And the reality is, it's doesn't f'n work with qemu-kvm reliably right
now. That might not be, probably isn't, a PM bug. It's probably a qemu
or kvm bug.

But then the next thing is. If we aren't creating swap partitions,
it's non-trivial to give users directions how to create one after the
fact. That implies swapfiles. So we could give users some advice on
how to do that. All file systems support swapfiles. But there's been a
bunch of iomap work lately that might blow up hibernation images
inside the swapfile. Another linuxism is stuffing the hibernation
image into the swap file or partition. So you have to have a way of
figuring out the offset where the hibernation image begins, and
there's no standard interface for that still. So that might need work.
ext4 just switched from bmap to iomap for some things so maybe it'll
be possible to get to a standard interface for this soon (year or
two?) I'm not certain.

And then this is arch specific. It's pretty much only used on x86.

> > I expect in the "already has a swap partition" case, no one will
> > complain about getting a 2nd swap device that's on /dev/zram0, because
> > it'll just be faster and "spill over" to the bigger swap-on-disk.
>
> The problem though is that it will keep more ram busy, it may cause
> OOMs in situation where previously they did not happen.

The only scenario I imagine more likely OOM than without this feature,
is if 100% of anonymous pages are 0% compressible. Even if compressed
is 80% of uncompressed, you're less likely to see OOM.

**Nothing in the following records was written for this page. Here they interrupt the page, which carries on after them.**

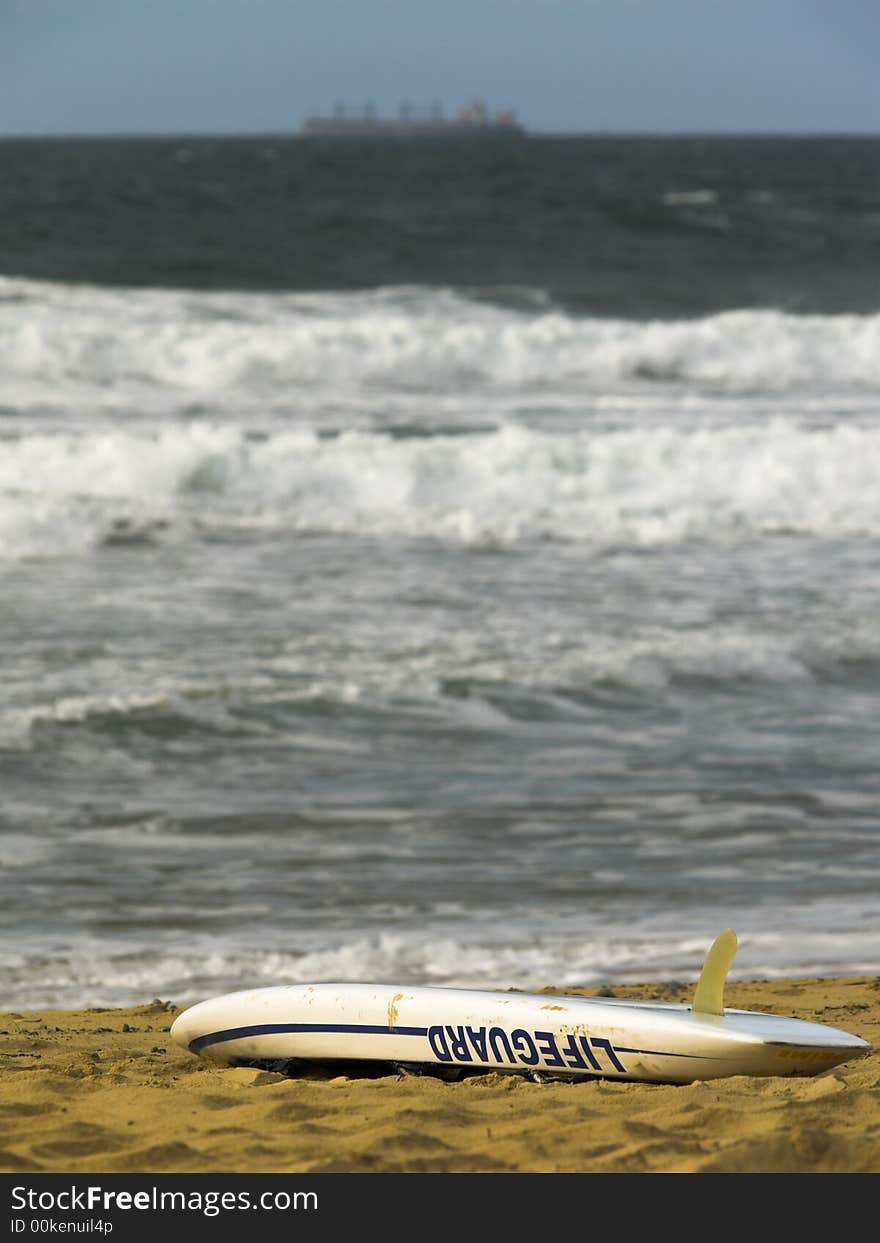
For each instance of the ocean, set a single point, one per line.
(430, 562)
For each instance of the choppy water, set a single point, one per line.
(395, 627)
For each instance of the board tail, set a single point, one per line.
(709, 997)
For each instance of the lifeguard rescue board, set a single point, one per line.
(464, 1031)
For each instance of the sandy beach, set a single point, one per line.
(107, 1090)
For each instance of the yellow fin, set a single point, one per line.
(709, 997)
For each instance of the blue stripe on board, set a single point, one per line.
(665, 1053)
(239, 1033)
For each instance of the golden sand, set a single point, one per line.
(107, 1090)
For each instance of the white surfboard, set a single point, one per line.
(465, 1031)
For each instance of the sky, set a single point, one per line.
(562, 66)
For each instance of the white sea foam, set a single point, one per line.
(100, 973)
(604, 486)
(162, 349)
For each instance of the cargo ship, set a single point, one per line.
(474, 121)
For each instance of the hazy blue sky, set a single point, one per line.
(245, 66)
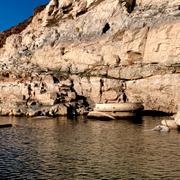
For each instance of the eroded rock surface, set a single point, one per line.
(75, 53)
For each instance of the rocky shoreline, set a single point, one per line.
(74, 54)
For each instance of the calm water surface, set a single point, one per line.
(76, 149)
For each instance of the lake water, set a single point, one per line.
(77, 149)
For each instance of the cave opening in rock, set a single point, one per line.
(106, 28)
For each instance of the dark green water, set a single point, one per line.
(75, 149)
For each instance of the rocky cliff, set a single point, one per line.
(75, 53)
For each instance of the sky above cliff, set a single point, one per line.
(12, 12)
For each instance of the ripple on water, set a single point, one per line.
(72, 149)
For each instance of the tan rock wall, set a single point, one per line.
(163, 44)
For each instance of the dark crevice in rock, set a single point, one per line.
(106, 28)
(130, 6)
(56, 80)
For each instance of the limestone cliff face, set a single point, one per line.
(75, 53)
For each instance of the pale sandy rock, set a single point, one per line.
(157, 93)
(132, 50)
(157, 2)
(163, 44)
(48, 57)
(110, 95)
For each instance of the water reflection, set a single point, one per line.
(76, 149)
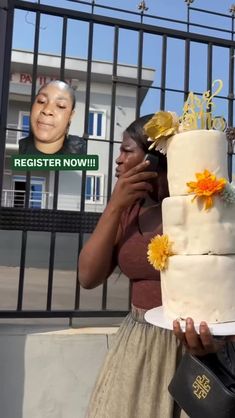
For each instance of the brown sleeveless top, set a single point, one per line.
(133, 262)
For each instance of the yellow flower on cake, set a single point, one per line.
(159, 250)
(160, 127)
(206, 186)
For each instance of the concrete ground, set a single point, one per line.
(64, 283)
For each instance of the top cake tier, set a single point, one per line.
(192, 152)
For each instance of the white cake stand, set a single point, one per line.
(156, 317)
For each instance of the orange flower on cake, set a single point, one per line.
(159, 250)
(206, 187)
(159, 128)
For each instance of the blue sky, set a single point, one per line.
(51, 33)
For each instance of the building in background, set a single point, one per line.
(42, 182)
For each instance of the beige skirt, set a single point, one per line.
(138, 368)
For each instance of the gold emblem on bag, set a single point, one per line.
(202, 387)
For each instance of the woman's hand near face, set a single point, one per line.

In fact compared to the noswap case more common on cloud and servers,
you'll see less OOM, in particular less abrupt. And also it's more
efficient because noswap means anonymous pages are pinned since they
cannot be evicted. That means noswap has a kind of "swap thrashing"
which is really reclaiming file pages, since that's the only way to
free memory. So you get this churn of reclaiming libraries or
executable code, only to have to re-read them over and over again, in
the heavy memory demanding workloads.

This feature means inactive anon pages can be "evicted" even though
it's not at a 100% rate like with disk. It's still a significant
improvement than no eviction.

> The problem here would be that it is hard to figure out how to deal
> with zram unless you already know about it. I would be easier to deal
> with it if disablement required simply to remove an entry from fstab.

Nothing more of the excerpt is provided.